For most of us, year-end is the time of the year for annual performance reviews. It is that time of year when we, as HR professionals, work with our business leaders on ensuring that good judgement is applied in rewarding and recognising deserving employees. It is also that time of year for us to justify to our HR leaders the value we bring to the business units. How many of us have difficulty in explaining to our HR leaders the value we bring to the table? How many of us yearn to reduce the element of subjectivity that exists in most performance reviews? I, for one, raise both my hands and legs too!My good friend, Abhishek Mittal, Senior Consultant for Towers Watson and one of the world's top HR blogger, recommended I read the book entitled The Trusted Advisor by David Maister. This book is very relevant in quantifying the value we bring to the business. The main theme of this book revolves around how anyone in an advisory role builds trust with clients. Specifically, it dives into the benefits, roadmaps and main obstacles of building trust with clients. Not only it is highly readable, the concepts, principles and ideas are deep in thoughts and rigor.
The biggest takeaway from this book is the concept of Trust Equation. According to Maister, there are four elements that result in how much trust your client accords to you:
- Credibility via the demonstration of technical expertise
- Reliability by acting consistently, keeping promises and doing what you say you will do
- Intimacy by seeing issues from clients' perspectives and dealing with the emotions that the client may harbour, and
- Selfless orientation by having a servant leadership mentality
To establish the connectedness of these 4 elements, Maister came up with the following formula:
= (Credibility + Reliability + Intimacy) / Self-orientation
= (C + R + I) / S
Measuring The How
What is beautiful about this Trust Equation is that this can possibly be used as a quantifiable means to measure the effectiveness of the HR professional. Rather than telling our HR leaders how much we are valued by our assigned business leaders, we can use this formula to articulate the values we bring to our clients by either having our clients score our performance or us scoring ourselves on a scale from 1 to 10 in each of these components.
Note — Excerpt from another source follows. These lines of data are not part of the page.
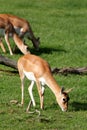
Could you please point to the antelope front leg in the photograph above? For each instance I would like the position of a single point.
(2, 46)
(40, 93)
(8, 43)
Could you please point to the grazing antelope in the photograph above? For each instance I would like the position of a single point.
(7, 30)
(22, 28)
(38, 70)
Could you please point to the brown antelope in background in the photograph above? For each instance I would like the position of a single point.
(22, 28)
(38, 70)
(7, 30)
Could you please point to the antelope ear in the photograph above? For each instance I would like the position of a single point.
(69, 90)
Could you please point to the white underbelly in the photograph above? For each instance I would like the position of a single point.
(30, 76)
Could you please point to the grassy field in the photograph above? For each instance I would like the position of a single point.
(62, 28)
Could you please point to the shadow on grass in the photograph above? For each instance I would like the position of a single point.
(47, 50)
(77, 106)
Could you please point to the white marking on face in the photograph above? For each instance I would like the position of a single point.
(2, 32)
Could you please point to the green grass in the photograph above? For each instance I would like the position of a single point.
(62, 28)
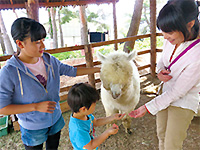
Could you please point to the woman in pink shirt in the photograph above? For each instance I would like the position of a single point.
(178, 103)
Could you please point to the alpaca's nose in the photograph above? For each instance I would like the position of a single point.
(115, 95)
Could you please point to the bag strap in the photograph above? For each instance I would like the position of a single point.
(183, 52)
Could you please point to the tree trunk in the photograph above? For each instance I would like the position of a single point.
(2, 42)
(134, 26)
(53, 19)
(60, 28)
(32, 8)
(7, 42)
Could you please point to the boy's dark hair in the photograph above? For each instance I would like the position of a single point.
(23, 28)
(82, 95)
(175, 15)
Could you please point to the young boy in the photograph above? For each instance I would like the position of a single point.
(82, 100)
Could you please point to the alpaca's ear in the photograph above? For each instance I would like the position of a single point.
(132, 55)
(100, 56)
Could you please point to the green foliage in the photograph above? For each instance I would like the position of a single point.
(68, 55)
(68, 15)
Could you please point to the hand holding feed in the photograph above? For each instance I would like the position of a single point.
(140, 112)
(46, 106)
(164, 76)
(118, 116)
(112, 130)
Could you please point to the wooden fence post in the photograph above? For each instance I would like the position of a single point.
(115, 24)
(153, 36)
(89, 63)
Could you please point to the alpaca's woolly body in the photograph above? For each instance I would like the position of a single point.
(118, 72)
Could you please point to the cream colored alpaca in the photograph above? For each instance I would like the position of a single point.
(120, 84)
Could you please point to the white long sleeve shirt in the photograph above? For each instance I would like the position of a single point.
(184, 87)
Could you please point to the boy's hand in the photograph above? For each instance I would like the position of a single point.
(112, 130)
(140, 112)
(164, 76)
(118, 116)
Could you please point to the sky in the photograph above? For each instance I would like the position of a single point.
(123, 7)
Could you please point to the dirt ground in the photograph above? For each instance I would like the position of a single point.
(144, 129)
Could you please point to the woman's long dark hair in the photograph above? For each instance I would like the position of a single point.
(23, 28)
(175, 15)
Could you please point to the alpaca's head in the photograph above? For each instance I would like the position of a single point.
(116, 72)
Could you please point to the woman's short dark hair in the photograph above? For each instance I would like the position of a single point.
(82, 95)
(175, 15)
(23, 28)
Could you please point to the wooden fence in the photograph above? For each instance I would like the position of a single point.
(91, 63)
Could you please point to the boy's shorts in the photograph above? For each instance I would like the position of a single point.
(37, 137)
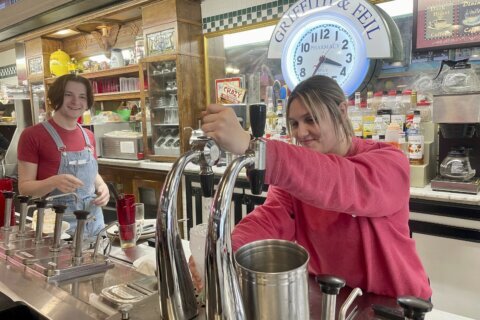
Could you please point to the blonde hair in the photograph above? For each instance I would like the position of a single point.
(322, 96)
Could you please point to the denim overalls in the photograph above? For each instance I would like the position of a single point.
(83, 165)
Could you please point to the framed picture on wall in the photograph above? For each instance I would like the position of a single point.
(445, 24)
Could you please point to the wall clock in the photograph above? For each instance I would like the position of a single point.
(327, 45)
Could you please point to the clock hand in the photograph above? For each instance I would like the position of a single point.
(320, 61)
(330, 61)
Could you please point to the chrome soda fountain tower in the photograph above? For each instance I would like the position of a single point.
(175, 286)
(222, 290)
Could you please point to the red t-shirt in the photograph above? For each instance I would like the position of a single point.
(37, 146)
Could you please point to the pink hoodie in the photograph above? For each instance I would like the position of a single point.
(350, 213)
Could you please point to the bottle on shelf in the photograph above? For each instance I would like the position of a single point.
(368, 117)
(355, 116)
(415, 140)
(398, 111)
(271, 123)
(376, 101)
(384, 109)
(392, 134)
(379, 127)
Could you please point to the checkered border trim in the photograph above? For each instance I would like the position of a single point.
(246, 16)
(8, 71)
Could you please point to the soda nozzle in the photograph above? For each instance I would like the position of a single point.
(256, 174)
(207, 181)
(258, 118)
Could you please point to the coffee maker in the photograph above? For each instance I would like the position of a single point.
(458, 116)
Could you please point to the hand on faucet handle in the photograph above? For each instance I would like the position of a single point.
(66, 182)
(221, 124)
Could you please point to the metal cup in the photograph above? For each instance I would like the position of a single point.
(273, 279)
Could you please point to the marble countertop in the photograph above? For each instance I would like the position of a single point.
(425, 193)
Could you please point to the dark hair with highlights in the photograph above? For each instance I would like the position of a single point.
(322, 96)
(56, 92)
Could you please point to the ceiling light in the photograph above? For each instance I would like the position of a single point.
(248, 37)
(397, 7)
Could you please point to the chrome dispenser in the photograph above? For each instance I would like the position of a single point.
(222, 291)
(176, 291)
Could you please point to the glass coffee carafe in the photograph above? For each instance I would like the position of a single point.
(456, 165)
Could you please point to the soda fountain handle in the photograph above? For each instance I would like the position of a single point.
(23, 214)
(57, 231)
(222, 289)
(41, 205)
(210, 154)
(175, 286)
(256, 175)
(330, 287)
(414, 308)
(81, 216)
(8, 195)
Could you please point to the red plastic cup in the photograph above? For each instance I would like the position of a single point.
(126, 213)
(6, 184)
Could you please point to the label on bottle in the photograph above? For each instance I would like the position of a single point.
(415, 147)
(399, 119)
(357, 125)
(368, 125)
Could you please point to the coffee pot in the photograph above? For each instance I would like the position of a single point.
(459, 77)
(456, 165)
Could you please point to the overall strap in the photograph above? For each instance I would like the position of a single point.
(85, 136)
(54, 134)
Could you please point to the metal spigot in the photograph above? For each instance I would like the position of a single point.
(81, 216)
(23, 215)
(41, 205)
(108, 248)
(57, 231)
(176, 290)
(8, 195)
(50, 198)
(222, 290)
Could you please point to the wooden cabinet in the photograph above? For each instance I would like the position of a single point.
(174, 69)
(145, 184)
(173, 103)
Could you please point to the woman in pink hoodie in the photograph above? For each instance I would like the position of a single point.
(344, 199)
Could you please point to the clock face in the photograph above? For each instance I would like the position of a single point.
(329, 47)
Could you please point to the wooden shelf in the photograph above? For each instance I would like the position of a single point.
(130, 69)
(131, 95)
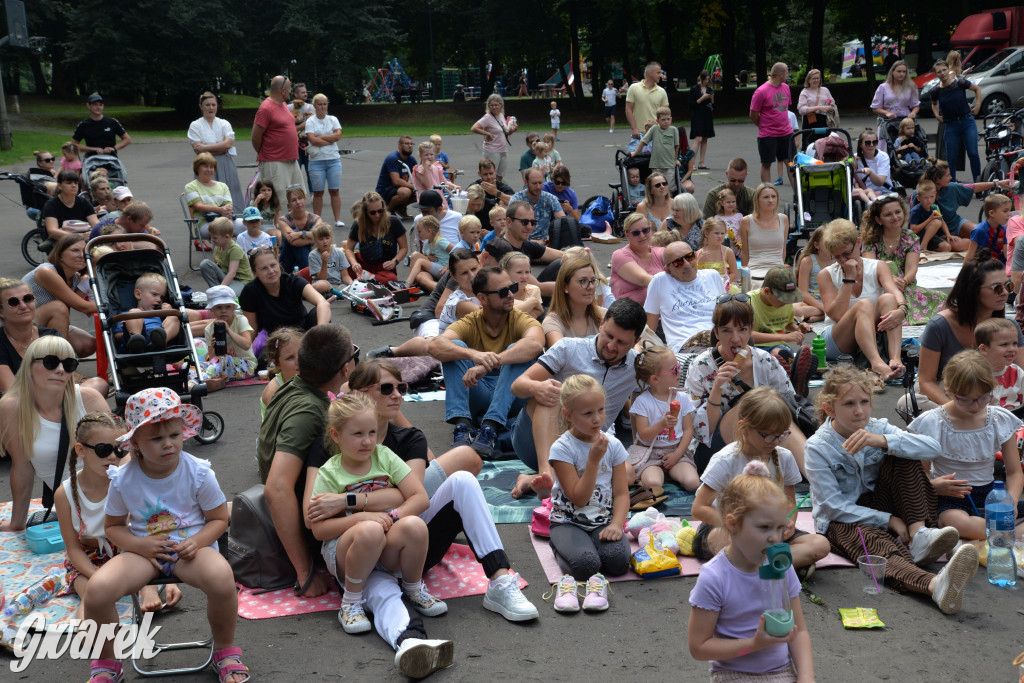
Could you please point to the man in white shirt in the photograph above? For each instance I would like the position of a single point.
(682, 297)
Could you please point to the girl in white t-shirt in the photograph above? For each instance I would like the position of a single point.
(80, 504)
(663, 428)
(590, 499)
(763, 424)
(165, 511)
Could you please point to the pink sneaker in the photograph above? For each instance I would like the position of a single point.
(597, 594)
(565, 596)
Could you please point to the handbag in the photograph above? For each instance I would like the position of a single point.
(49, 515)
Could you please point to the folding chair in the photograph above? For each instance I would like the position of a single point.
(136, 616)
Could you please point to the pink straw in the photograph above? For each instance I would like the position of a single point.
(867, 556)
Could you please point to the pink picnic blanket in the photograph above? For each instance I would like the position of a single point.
(690, 565)
(457, 575)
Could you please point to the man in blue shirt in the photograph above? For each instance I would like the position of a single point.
(394, 183)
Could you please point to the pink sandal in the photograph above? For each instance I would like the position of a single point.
(223, 671)
(98, 667)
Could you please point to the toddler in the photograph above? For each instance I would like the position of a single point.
(590, 499)
(663, 430)
(165, 511)
(328, 265)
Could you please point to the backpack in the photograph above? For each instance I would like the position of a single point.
(254, 551)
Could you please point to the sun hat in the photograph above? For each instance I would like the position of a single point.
(159, 404)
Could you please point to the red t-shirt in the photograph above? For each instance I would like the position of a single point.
(281, 141)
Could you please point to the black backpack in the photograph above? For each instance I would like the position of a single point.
(254, 551)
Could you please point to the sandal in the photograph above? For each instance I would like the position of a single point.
(98, 667)
(225, 670)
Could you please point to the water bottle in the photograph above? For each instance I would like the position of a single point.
(999, 514)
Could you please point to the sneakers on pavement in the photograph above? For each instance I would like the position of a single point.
(929, 545)
(352, 617)
(952, 580)
(597, 594)
(485, 441)
(505, 597)
(427, 604)
(418, 658)
(566, 599)
(463, 435)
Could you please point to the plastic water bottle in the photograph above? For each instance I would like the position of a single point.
(999, 513)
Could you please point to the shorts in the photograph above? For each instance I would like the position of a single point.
(327, 171)
(773, 148)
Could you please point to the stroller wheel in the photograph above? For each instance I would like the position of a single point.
(212, 428)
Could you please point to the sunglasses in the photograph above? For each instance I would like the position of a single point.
(683, 259)
(998, 289)
(505, 291)
(103, 450)
(388, 387)
(51, 363)
(14, 301)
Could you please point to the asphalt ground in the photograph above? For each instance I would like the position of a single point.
(643, 635)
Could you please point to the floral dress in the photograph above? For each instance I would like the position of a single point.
(923, 303)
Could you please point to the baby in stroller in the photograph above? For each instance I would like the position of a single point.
(151, 333)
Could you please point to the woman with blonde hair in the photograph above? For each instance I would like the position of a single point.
(42, 402)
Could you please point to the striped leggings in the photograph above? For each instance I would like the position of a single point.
(902, 489)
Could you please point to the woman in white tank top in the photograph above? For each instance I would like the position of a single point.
(860, 300)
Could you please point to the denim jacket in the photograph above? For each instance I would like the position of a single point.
(839, 478)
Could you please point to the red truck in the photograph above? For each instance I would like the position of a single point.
(980, 36)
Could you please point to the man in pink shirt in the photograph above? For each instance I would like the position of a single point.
(275, 141)
(768, 112)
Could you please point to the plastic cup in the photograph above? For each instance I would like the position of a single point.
(872, 573)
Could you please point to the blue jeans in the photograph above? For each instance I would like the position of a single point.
(492, 396)
(966, 132)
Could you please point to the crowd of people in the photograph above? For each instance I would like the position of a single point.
(553, 368)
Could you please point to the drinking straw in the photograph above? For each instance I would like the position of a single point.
(867, 556)
(802, 501)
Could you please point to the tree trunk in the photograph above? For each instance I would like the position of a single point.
(815, 55)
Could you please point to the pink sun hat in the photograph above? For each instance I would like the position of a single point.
(160, 404)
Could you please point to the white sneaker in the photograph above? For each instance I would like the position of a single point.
(929, 545)
(418, 658)
(505, 597)
(952, 580)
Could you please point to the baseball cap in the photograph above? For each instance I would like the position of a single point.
(782, 283)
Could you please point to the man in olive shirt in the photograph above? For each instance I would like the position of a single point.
(481, 354)
(297, 414)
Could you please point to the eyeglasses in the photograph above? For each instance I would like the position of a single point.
(14, 301)
(774, 438)
(505, 291)
(968, 402)
(678, 263)
(103, 450)
(998, 289)
(387, 387)
(51, 363)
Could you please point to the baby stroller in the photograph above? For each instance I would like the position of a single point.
(112, 279)
(906, 173)
(823, 186)
(116, 173)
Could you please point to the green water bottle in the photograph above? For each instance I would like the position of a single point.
(818, 346)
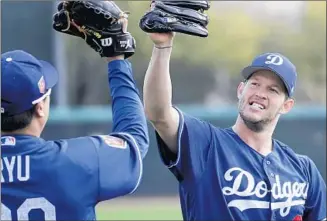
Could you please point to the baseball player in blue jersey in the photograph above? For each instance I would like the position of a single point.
(65, 179)
(240, 172)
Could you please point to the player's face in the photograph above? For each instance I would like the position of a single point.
(262, 99)
(43, 110)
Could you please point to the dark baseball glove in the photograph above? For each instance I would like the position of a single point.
(176, 16)
(102, 24)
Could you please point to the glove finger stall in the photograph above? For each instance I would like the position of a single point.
(157, 22)
(195, 5)
(183, 13)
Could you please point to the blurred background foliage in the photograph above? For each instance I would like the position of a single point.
(206, 70)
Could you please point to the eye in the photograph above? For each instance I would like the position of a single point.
(274, 90)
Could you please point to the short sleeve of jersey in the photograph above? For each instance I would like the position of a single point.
(111, 163)
(194, 138)
(119, 165)
(315, 207)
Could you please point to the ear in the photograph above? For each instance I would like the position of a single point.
(39, 110)
(240, 89)
(287, 106)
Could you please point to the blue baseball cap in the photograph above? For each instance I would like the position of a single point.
(25, 81)
(277, 63)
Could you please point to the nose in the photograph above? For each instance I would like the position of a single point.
(260, 93)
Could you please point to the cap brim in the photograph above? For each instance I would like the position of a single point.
(248, 71)
(50, 74)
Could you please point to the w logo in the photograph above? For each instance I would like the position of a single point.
(106, 42)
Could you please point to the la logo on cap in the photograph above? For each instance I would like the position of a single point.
(41, 85)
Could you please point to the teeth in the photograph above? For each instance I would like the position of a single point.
(257, 106)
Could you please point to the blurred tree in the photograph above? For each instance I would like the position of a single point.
(305, 45)
(235, 37)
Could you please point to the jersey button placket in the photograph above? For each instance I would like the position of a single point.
(271, 179)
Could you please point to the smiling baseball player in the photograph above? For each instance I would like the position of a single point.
(240, 172)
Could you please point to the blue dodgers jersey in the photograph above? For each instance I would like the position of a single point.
(65, 179)
(222, 178)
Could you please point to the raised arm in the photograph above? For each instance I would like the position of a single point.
(158, 91)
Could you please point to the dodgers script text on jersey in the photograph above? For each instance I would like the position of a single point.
(221, 176)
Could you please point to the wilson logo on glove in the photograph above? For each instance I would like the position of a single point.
(101, 24)
(106, 42)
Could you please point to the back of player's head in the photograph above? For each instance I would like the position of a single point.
(25, 81)
(277, 63)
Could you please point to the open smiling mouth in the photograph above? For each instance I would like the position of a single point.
(257, 105)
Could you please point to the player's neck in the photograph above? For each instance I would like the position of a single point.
(32, 130)
(259, 141)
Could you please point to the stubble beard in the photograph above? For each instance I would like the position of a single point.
(255, 126)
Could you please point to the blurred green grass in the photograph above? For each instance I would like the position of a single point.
(139, 209)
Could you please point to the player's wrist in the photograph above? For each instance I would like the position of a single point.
(118, 57)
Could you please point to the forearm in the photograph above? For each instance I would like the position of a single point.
(127, 108)
(157, 85)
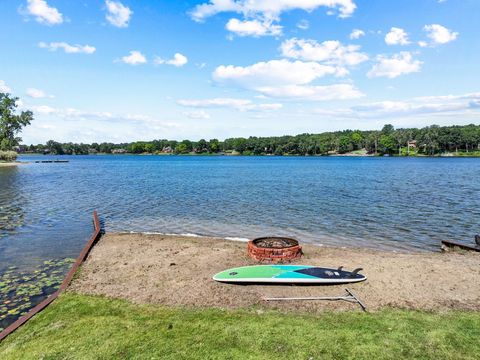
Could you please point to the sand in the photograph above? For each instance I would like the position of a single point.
(175, 270)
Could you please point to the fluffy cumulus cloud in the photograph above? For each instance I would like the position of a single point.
(253, 27)
(397, 36)
(178, 60)
(438, 35)
(287, 79)
(269, 8)
(4, 87)
(117, 14)
(392, 67)
(303, 24)
(37, 93)
(260, 15)
(273, 73)
(134, 58)
(44, 13)
(356, 34)
(237, 104)
(67, 48)
(313, 92)
(197, 114)
(329, 52)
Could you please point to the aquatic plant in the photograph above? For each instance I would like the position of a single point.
(21, 290)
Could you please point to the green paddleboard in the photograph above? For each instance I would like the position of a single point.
(288, 274)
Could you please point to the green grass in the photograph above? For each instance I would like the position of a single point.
(87, 327)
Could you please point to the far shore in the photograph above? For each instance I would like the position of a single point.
(178, 270)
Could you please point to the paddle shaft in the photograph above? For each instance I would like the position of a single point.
(350, 298)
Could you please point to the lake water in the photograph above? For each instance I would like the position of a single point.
(401, 204)
(385, 203)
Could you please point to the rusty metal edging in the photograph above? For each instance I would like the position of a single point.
(66, 281)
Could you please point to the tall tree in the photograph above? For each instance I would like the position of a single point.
(11, 123)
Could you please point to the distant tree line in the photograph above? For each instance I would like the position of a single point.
(431, 140)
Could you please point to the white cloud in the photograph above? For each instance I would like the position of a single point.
(397, 36)
(37, 93)
(4, 88)
(330, 52)
(253, 27)
(71, 124)
(259, 16)
(303, 24)
(178, 60)
(314, 93)
(238, 104)
(273, 73)
(268, 9)
(398, 64)
(69, 49)
(287, 79)
(438, 34)
(197, 114)
(44, 13)
(357, 34)
(117, 14)
(135, 58)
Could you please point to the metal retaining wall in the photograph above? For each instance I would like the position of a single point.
(66, 281)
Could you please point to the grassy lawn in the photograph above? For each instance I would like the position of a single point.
(87, 327)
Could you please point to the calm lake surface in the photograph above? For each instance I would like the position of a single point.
(395, 204)
(386, 203)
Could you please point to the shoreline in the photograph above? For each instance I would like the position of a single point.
(177, 271)
(9, 164)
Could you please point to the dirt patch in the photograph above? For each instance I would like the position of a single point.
(175, 270)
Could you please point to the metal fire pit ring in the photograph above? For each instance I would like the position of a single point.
(274, 249)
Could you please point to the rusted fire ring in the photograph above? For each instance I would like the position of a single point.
(274, 249)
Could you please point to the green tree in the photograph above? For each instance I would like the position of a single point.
(11, 123)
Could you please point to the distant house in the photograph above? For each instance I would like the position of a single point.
(119, 151)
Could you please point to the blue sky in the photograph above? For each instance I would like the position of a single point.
(97, 70)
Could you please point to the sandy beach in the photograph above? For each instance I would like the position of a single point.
(176, 270)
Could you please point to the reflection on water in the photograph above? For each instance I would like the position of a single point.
(13, 202)
(395, 204)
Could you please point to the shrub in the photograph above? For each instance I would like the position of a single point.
(8, 155)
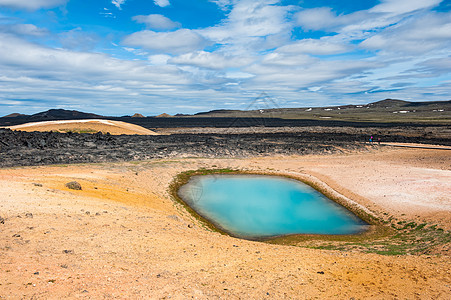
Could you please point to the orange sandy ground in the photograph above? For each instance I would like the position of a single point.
(93, 126)
(123, 237)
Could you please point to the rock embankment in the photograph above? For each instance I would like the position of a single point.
(42, 148)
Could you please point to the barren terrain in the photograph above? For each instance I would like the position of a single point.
(122, 236)
(84, 126)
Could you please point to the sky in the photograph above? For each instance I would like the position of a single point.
(119, 57)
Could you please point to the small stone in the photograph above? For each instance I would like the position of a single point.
(73, 185)
(174, 217)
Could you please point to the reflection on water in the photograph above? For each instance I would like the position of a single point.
(256, 206)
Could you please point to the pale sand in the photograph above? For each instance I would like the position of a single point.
(136, 243)
(93, 125)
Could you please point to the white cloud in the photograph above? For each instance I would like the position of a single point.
(176, 42)
(432, 32)
(223, 4)
(32, 4)
(23, 29)
(251, 27)
(158, 22)
(316, 47)
(209, 60)
(162, 3)
(402, 6)
(118, 3)
(159, 59)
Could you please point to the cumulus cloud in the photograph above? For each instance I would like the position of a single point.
(176, 42)
(162, 3)
(158, 22)
(31, 4)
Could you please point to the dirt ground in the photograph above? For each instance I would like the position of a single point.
(88, 126)
(122, 236)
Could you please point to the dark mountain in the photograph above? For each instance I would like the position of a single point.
(14, 115)
(62, 114)
(218, 111)
(389, 103)
(49, 115)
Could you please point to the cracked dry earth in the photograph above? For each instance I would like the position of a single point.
(122, 236)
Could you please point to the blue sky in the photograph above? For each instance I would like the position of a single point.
(117, 57)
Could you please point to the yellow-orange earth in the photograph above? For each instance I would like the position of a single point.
(86, 126)
(122, 236)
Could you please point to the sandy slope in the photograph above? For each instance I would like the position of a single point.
(122, 236)
(91, 125)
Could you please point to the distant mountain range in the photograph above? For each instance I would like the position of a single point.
(388, 110)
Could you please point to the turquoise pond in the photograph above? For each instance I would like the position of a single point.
(258, 206)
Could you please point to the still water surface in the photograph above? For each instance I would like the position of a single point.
(257, 206)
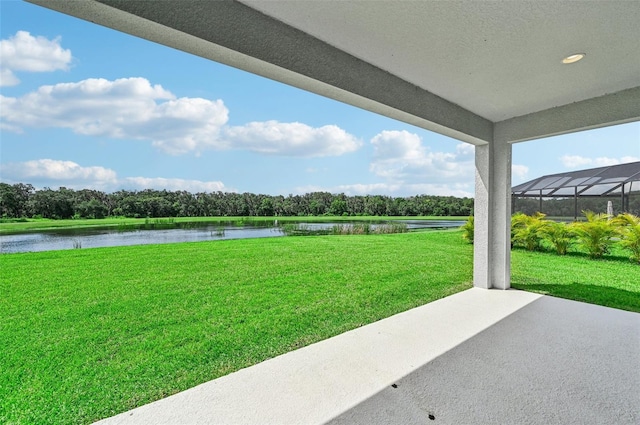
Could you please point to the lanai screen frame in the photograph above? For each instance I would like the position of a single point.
(592, 182)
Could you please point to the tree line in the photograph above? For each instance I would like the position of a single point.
(24, 201)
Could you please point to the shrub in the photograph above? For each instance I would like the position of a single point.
(468, 229)
(558, 234)
(526, 230)
(628, 227)
(595, 235)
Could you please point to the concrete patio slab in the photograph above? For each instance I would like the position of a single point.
(479, 356)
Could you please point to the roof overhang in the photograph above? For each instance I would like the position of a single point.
(475, 71)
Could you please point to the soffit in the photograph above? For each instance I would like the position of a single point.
(476, 71)
(498, 60)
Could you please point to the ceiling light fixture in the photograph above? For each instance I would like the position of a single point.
(573, 58)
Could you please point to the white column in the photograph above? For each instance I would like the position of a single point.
(492, 211)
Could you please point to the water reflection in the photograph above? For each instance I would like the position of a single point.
(179, 232)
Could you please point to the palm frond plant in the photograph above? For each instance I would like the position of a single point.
(628, 227)
(467, 229)
(558, 234)
(595, 235)
(526, 230)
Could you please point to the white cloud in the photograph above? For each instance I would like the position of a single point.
(56, 173)
(125, 108)
(577, 161)
(400, 155)
(24, 52)
(131, 108)
(519, 172)
(291, 139)
(49, 172)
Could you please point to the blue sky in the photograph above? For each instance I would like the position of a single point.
(84, 106)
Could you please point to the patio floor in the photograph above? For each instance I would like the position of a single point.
(476, 357)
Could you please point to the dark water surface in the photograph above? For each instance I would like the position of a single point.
(51, 240)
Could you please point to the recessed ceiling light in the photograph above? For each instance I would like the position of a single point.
(573, 58)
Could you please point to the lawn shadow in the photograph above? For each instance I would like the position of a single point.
(592, 294)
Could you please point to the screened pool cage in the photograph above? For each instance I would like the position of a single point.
(566, 195)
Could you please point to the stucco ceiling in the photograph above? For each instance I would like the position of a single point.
(475, 70)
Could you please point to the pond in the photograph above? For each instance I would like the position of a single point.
(179, 232)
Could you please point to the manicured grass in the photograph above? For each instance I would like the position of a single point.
(89, 333)
(613, 281)
(47, 224)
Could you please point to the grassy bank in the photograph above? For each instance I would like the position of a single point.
(90, 333)
(613, 281)
(46, 224)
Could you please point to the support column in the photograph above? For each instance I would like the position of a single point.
(492, 214)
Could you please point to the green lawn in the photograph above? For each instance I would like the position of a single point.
(90, 333)
(613, 281)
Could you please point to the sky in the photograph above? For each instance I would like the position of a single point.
(83, 106)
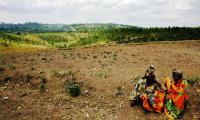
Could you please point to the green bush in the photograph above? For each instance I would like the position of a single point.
(71, 87)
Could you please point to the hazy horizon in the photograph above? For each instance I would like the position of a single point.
(142, 13)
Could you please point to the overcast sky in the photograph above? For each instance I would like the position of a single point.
(132, 12)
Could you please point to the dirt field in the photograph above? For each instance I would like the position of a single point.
(106, 75)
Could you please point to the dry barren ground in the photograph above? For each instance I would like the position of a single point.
(105, 73)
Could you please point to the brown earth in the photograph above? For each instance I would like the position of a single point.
(106, 75)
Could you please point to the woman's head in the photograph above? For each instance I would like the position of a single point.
(177, 74)
(150, 72)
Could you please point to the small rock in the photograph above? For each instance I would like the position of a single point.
(5, 98)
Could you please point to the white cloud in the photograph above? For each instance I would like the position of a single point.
(134, 12)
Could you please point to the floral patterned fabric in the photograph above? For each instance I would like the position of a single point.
(175, 97)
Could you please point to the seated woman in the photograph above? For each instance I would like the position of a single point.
(176, 96)
(148, 92)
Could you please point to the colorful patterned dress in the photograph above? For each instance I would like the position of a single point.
(175, 97)
(151, 97)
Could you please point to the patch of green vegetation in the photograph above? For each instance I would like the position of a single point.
(67, 36)
(193, 81)
(71, 86)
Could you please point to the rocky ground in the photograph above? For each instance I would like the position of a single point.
(106, 76)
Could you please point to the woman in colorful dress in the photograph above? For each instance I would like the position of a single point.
(148, 92)
(176, 97)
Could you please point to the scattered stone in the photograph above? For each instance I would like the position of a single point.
(3, 88)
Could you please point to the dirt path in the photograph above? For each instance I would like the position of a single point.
(106, 76)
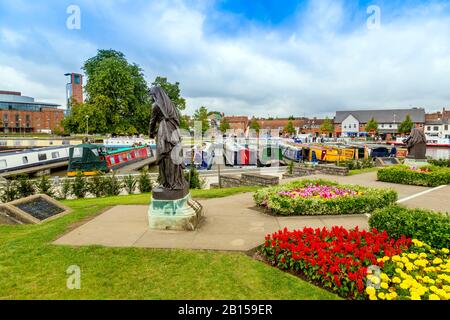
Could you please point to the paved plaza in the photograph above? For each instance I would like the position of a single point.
(233, 223)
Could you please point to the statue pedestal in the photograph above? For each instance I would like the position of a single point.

This Trust Equation can then form the basis for us to articulate the HOW aspect of our performances.
A Working Example - Self-assessment
Imagine a HR Business Partner is supporting three existing and two new business functions that had recently been assigned during the year. The self-assessment scores for the three existing business functions may be:
- 1st Function Trust level = (C+R+I )/S = (8+8+9)/3 = 8.3
- 2nd Function Trust level = (C+R+I )/S = (8+9+6)/3 = 7.7
- 3rd Function Trust level = (C+R+I )/S = (8+8+9)/4 = 6.3
The self-assessment scores for the two new business functions may be:
- 4th Function Trust level = (C+R+I )/S = (8+3+4)/5 = 3.0
- 5th Function Trust level = (C+R+I )/S = (8+7+4)/5 = 3.8
By averaging all the above scores, we have the total average Trust Equation score of 5.8 = (8.0 + 7.3 + 6.3 + 3.0 + 3.8) / 5
Note: A lower number for the self-orientation component means higher selfless orientation towards client, which is good.
As you can see above, simply by assigning a score to the various components, the HR Business Partner is able to:
- Justify and weight the scoring placed across the business functions
- Present a holistic view to HR leaders on how the HR Business Partner is engaging assigned clients
- Enable clients to evaluate and appreciate the value of the HR Business Partner
- Prioritise improvement actions for the next year
In a Nutshell
As we go about encouraging employees to have meaningful annual performance review discussions with their leaders, we ought to be thinking about how we should go about doing ours. This Trust Equation advocated by David Maister offers a simple yet encompassing way for us to have that discussion. Hopefully this approach would help us to reduce that element of subjectivity of our work.